Bom dia3, — произносит она так мягко, что её приветствие едва различимо в шуме комнаты.

— Антонио Хантсмэн, — говорю я, принимая её протянутую руку. Это было всего лишь формальностью. Все здесь знают, кто я такой, включая её. — Прошло много времени. Ты помнишь меня?

— Конечно. ― Складки на её лбу разглаживаются. — Наши матери были подругами.

Лучшими подругами, включая тётю Веру. И только мать из всех троих осталась жива, что было чистейшей удачей.

— Твой отец был хорошим человеком, — искренне произношу я. — Ты наверняка была слишком юна, чтобы знать детали, но пока я учился, твои родители помогли матери.
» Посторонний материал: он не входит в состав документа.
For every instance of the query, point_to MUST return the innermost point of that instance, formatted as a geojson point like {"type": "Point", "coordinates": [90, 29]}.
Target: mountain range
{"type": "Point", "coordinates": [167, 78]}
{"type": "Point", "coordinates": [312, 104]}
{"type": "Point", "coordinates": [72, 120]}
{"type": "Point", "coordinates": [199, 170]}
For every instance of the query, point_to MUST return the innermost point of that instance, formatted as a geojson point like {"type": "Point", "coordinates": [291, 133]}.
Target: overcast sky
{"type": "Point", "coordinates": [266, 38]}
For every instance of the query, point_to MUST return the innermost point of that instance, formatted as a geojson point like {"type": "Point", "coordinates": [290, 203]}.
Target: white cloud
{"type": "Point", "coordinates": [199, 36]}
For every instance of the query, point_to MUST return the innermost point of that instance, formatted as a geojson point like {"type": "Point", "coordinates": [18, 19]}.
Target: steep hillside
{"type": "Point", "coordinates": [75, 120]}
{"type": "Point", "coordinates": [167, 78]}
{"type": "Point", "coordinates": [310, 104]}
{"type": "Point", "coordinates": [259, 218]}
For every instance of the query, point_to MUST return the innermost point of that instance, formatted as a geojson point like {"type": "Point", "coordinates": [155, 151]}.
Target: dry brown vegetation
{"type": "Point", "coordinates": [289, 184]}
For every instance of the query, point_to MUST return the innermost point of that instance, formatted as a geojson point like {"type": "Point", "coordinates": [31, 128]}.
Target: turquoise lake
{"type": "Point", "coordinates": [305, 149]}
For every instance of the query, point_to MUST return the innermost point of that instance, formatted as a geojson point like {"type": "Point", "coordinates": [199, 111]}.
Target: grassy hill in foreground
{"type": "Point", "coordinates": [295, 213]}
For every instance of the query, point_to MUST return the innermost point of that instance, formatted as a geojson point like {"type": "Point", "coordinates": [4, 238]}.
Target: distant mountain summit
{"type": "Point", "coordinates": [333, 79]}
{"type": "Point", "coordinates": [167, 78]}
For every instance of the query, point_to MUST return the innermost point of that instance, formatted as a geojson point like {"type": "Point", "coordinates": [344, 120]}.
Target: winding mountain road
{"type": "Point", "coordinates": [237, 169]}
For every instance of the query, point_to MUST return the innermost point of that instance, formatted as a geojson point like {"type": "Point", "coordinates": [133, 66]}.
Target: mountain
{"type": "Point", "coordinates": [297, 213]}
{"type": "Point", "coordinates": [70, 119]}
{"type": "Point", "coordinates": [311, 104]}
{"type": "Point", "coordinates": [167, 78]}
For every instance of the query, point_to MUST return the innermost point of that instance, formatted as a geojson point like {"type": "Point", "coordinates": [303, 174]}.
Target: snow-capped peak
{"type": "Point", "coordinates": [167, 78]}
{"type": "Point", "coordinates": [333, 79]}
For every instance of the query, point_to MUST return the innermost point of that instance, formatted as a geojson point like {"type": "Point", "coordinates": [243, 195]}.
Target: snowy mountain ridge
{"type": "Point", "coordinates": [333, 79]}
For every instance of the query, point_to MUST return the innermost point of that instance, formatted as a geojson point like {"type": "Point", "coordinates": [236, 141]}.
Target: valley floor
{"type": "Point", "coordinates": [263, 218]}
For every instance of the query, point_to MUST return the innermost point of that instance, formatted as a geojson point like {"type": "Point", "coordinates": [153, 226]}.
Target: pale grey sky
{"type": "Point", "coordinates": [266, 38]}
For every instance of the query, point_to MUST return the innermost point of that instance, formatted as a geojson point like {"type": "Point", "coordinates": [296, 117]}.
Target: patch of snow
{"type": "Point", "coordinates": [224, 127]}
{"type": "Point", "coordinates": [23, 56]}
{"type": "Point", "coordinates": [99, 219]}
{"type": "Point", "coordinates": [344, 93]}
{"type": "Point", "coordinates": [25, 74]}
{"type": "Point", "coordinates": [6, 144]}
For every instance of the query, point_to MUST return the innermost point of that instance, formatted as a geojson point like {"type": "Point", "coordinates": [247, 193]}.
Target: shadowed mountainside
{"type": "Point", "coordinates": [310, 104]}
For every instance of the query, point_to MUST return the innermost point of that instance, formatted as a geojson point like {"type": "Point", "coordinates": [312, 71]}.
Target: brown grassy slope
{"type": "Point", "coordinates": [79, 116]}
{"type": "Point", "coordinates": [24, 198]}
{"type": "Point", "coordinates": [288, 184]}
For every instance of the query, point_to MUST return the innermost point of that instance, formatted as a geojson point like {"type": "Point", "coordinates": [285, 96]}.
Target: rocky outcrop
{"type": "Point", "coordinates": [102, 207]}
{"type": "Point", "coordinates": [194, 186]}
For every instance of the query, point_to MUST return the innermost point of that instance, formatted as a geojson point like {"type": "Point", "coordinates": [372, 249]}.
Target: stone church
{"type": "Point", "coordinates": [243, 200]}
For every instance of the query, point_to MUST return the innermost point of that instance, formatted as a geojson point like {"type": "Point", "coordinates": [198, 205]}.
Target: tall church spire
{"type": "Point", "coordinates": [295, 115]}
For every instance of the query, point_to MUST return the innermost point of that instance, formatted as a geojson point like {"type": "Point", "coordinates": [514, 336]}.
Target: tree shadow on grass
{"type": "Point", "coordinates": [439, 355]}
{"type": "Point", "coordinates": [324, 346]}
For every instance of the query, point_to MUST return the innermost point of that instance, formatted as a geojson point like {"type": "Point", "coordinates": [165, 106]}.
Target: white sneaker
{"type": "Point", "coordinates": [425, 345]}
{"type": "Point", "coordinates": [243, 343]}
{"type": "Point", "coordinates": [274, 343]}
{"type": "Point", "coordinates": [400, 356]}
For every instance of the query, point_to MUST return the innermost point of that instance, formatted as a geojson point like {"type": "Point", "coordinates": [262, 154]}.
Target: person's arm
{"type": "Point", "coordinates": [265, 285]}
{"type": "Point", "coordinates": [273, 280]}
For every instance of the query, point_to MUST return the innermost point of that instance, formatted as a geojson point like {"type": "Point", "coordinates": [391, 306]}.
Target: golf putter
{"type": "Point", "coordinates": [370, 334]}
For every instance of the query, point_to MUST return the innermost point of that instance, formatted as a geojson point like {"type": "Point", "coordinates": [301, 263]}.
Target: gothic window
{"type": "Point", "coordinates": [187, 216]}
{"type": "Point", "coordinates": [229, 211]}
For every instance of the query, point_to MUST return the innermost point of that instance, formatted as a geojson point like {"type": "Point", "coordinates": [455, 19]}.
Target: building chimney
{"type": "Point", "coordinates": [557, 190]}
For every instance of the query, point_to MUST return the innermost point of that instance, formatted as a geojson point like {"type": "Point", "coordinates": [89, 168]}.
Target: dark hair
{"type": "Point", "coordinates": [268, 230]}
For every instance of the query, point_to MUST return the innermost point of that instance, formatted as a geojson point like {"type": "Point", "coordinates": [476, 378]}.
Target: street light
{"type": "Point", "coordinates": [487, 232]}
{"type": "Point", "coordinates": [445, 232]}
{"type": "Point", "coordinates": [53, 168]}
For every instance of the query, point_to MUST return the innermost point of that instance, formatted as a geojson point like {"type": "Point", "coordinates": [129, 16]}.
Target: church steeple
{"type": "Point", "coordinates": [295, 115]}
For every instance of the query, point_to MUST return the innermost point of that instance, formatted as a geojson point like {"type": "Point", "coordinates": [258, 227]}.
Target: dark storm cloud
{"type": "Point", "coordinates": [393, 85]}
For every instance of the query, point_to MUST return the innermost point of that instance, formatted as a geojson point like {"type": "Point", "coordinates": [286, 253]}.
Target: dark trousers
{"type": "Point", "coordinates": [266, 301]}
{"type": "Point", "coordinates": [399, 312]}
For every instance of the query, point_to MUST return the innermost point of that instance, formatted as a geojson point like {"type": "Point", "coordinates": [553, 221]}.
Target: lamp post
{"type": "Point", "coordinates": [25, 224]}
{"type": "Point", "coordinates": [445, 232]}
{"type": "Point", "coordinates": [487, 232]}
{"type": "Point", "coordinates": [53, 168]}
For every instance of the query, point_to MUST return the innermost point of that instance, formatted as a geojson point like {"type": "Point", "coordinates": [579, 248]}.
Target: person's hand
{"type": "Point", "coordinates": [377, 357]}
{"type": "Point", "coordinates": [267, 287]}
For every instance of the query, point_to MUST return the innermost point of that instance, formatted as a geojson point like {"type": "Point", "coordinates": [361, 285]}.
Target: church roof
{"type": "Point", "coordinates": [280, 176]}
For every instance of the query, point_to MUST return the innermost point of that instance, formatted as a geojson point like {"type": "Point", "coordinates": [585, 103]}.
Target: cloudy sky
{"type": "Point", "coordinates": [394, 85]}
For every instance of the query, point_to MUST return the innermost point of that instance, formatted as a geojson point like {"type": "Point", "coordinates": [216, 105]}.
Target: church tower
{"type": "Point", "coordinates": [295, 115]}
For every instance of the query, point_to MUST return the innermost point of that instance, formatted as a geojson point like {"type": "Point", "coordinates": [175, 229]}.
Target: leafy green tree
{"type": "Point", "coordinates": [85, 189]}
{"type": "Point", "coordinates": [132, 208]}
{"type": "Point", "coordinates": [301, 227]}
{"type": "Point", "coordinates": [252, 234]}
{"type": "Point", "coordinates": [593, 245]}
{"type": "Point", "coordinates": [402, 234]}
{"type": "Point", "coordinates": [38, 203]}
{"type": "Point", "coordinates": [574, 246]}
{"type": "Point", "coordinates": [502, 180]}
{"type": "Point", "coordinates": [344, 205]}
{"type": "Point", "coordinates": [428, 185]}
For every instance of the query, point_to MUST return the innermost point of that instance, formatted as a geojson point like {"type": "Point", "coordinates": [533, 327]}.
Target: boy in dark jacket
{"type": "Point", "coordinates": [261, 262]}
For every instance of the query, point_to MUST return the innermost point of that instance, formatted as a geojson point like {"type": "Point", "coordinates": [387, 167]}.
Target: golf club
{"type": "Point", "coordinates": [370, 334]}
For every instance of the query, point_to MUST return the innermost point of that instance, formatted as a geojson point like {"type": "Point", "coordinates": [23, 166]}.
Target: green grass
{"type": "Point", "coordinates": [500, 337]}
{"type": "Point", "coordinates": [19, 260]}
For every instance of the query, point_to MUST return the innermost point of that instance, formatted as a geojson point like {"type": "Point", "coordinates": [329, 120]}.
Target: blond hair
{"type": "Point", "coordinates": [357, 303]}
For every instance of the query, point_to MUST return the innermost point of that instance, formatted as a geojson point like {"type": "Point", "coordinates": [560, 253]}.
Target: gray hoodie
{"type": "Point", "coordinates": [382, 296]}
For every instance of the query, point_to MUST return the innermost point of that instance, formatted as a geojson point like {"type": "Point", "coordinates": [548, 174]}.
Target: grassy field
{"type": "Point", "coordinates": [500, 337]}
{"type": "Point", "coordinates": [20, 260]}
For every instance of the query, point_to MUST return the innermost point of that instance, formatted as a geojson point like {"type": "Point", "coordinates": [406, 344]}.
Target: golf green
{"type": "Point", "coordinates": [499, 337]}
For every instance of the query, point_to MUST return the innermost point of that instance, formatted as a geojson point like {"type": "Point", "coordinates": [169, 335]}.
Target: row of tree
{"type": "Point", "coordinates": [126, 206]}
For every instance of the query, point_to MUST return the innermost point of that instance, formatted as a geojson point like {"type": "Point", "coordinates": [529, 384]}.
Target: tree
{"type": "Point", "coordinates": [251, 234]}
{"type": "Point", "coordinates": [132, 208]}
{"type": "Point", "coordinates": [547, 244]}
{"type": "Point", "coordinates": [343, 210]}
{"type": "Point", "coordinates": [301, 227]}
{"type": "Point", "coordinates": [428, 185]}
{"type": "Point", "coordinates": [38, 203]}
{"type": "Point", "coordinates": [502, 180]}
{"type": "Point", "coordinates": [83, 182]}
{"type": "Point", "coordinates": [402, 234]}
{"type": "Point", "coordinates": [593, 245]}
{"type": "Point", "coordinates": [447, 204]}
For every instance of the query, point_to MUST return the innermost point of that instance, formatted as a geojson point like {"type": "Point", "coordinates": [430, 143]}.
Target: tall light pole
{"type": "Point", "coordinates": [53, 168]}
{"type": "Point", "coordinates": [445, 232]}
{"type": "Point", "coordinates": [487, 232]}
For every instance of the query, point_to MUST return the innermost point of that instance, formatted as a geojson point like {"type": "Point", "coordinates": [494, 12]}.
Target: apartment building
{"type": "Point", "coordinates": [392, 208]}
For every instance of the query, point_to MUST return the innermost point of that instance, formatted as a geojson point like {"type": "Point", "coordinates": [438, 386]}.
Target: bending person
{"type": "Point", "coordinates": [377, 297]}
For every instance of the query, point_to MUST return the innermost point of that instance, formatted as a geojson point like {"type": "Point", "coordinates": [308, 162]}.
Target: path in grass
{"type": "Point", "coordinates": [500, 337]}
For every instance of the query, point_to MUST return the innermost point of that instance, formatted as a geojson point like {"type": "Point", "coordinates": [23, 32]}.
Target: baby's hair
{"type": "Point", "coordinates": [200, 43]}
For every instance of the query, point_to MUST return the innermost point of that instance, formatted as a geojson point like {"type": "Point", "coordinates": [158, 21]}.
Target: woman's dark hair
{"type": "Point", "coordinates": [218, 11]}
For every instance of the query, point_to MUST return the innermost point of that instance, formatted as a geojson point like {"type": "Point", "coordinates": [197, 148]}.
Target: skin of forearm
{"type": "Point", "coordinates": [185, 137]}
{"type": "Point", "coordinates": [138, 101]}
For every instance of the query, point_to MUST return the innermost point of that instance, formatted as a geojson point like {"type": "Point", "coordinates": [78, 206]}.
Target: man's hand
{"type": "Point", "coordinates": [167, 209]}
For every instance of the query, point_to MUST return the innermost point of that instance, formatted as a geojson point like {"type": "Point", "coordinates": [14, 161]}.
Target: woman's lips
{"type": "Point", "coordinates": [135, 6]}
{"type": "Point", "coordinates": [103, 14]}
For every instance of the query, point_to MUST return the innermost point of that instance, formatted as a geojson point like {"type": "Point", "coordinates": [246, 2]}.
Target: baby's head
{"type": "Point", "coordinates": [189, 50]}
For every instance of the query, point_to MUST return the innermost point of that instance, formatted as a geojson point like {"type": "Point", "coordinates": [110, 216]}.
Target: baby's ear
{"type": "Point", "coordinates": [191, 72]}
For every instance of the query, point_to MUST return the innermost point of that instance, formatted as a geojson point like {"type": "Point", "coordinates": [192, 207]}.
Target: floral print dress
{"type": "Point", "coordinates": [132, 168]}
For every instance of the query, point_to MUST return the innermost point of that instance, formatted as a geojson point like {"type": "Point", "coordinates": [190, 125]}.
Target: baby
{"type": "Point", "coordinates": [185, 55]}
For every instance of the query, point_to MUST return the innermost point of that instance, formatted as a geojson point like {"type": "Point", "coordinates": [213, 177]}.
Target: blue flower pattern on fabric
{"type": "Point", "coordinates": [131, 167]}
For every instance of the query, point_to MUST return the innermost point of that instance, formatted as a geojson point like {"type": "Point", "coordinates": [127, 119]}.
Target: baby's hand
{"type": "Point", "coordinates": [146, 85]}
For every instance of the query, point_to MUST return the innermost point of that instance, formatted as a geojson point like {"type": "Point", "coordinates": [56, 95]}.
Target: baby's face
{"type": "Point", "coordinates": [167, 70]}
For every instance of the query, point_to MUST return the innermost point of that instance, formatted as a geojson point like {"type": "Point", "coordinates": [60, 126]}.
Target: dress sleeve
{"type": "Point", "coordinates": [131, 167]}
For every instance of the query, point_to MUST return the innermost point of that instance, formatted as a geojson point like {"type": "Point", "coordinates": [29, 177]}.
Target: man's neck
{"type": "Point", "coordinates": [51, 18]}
Я никогда не забуду их доброты. Знаю, что для них тогда было непростое время.

Вспышка чего-то – возможно, мучения – искажает тонкие черты её лица. Это происходит в мгновение ока, и несколько секунд я внимательно приглядываюсь к Даниэле, чтобы увидеть, что ещё она скрывает за этой непоколебимой маской. Но она более ничего не показывает.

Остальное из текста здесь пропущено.